– А я больше не буду!
Тонечка звонко рассмеялась – прежние отношения восстановились, тревожные мысли, совсем расстроившие меня ночью, почти полностью прошли.
Закончив эту ласковую игру, подаренную нашим детством, Тонечка стала серьезной. Она приблизилась ко мне, заглянула в мои глаза и, несмотря на то, что мы были одни, тихо, почти шепотом проговорила:
– Женька, сегодня приходи… Опять на всю ночь! Придешь?
И опять, как и прежде, изобразив секундное раздумье, я выразил абсолютное согласия такими точными словами:
– …Ну, я не знаю!..
При этом я поглаживал Тонечкину спину, медленно опускаясь все ниже и ниже, и, добравшись до тугих симметричных выпуклостей, обхватив их ладонями, сильно прижал к себе и потерся своим, воскресшим инструментом о то Тонечкино место, где у некоторых девушек еще живет честь.
Тонечка снова отклонилась и весело, с наигранным удивлением смотрела на меня своими прекрасными еврейскими глазами.

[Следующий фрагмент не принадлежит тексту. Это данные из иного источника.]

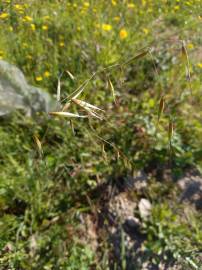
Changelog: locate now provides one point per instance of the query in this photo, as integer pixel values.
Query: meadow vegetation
(148, 61)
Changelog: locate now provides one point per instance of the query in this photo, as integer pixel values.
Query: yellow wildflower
(46, 17)
(176, 8)
(123, 34)
(86, 4)
(114, 3)
(190, 46)
(45, 27)
(4, 15)
(131, 5)
(28, 18)
(29, 57)
(106, 27)
(1, 54)
(145, 30)
(33, 27)
(18, 7)
(199, 65)
(116, 18)
(61, 44)
(46, 74)
(39, 79)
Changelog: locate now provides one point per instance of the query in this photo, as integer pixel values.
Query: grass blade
(113, 91)
(58, 90)
(161, 107)
(86, 104)
(38, 144)
(70, 75)
(67, 114)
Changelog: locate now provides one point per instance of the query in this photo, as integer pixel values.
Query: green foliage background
(41, 199)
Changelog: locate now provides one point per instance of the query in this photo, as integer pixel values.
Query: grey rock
(16, 93)
(144, 208)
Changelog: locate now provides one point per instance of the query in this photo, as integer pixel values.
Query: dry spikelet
(72, 127)
(86, 104)
(38, 144)
(58, 90)
(104, 152)
(170, 130)
(66, 106)
(161, 107)
(70, 74)
(140, 55)
(67, 114)
(113, 91)
(185, 58)
(83, 105)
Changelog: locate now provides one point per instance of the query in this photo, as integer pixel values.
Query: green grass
(40, 199)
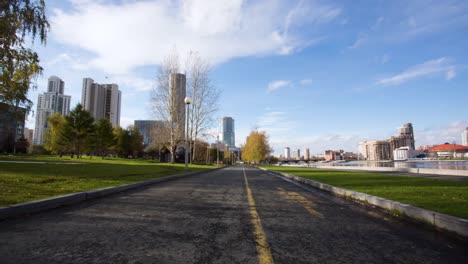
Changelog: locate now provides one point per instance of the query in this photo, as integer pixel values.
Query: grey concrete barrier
(73, 198)
(439, 220)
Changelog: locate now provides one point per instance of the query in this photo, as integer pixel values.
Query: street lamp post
(217, 151)
(187, 101)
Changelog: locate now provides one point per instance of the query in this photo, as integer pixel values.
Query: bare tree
(204, 97)
(166, 104)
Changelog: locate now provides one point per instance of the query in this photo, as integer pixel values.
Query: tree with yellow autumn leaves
(256, 147)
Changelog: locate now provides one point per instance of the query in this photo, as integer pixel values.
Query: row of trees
(77, 133)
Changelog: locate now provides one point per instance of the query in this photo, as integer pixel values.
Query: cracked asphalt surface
(205, 219)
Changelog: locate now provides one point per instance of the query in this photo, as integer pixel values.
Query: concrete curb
(73, 198)
(443, 221)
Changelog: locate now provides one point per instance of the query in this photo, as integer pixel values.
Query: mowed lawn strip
(23, 182)
(444, 196)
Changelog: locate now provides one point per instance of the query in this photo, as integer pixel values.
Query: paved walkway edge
(443, 221)
(73, 198)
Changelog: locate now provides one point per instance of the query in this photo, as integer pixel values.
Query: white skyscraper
(297, 154)
(306, 154)
(465, 137)
(48, 103)
(227, 134)
(287, 153)
(102, 100)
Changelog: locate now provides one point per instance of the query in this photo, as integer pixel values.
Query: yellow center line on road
(263, 249)
(296, 197)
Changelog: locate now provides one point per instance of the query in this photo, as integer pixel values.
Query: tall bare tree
(166, 104)
(204, 95)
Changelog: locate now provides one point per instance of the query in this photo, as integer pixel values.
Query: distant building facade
(306, 154)
(146, 129)
(331, 155)
(383, 149)
(48, 103)
(465, 137)
(29, 135)
(297, 154)
(227, 134)
(102, 101)
(287, 153)
(448, 150)
(11, 126)
(405, 153)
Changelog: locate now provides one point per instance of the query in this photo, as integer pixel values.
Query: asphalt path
(234, 215)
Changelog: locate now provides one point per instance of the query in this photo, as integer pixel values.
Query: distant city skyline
(322, 75)
(53, 100)
(227, 133)
(102, 101)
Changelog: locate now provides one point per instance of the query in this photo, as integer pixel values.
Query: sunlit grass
(22, 182)
(445, 196)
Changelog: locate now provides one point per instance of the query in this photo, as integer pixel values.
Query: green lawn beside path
(23, 182)
(444, 196)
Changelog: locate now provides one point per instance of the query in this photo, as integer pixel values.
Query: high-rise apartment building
(11, 126)
(48, 103)
(102, 101)
(287, 153)
(383, 149)
(465, 137)
(147, 129)
(306, 154)
(297, 154)
(227, 134)
(177, 93)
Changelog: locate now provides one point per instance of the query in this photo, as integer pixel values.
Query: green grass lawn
(22, 182)
(445, 196)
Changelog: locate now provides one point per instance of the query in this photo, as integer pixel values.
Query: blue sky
(315, 74)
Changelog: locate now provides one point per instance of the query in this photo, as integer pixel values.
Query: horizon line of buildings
(100, 100)
(400, 147)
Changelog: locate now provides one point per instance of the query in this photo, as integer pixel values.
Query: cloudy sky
(316, 74)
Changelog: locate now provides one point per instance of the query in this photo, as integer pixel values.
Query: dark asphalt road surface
(208, 219)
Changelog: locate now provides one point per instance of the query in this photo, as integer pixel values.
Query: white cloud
(385, 59)
(139, 84)
(275, 85)
(130, 34)
(451, 73)
(440, 134)
(427, 68)
(425, 17)
(361, 39)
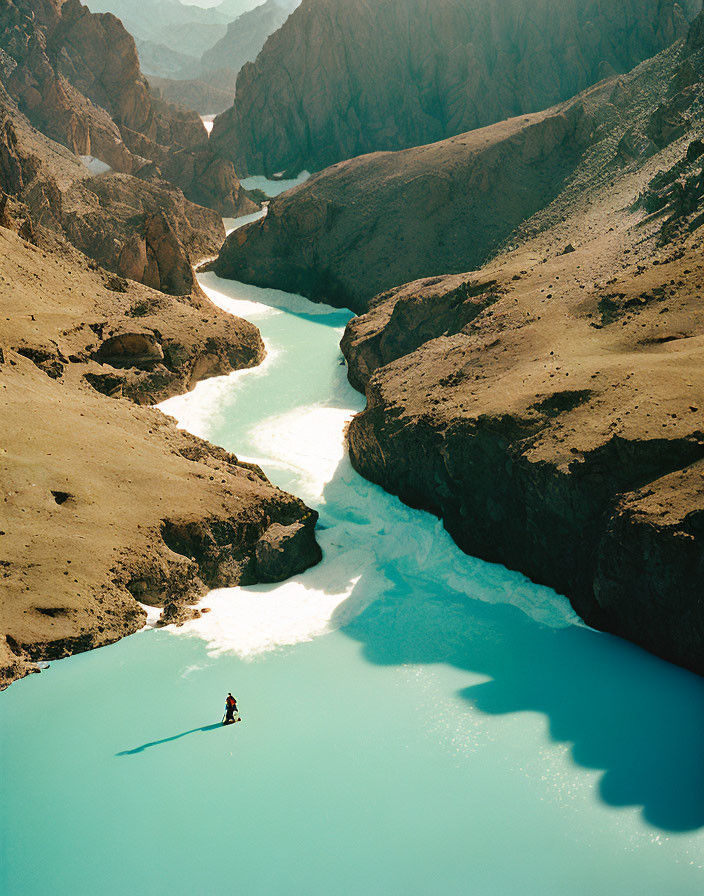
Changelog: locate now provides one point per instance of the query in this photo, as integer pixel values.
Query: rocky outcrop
(552, 443)
(370, 223)
(549, 406)
(342, 79)
(142, 229)
(184, 516)
(206, 95)
(76, 77)
(246, 36)
(285, 550)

– Женька, пусти… – мне правда к Исаеву нужно… Береги силы!
ГЛАВА ТРИДЦАТЬ СЕДЬМАЯ
В этот раз мы спали, как муж и жена в свои первые брачные ночи. В этом были свои недостатки, но также были и свои преимущества. Той страсти, которую мы с Тонечкой не могли обуздать в первую нашу ночь, уже не было. Зато и не было никаких тормозов. Мы смело экспериментировали, спокойно договариваясь об этом, и нам обоим это очень нравилось!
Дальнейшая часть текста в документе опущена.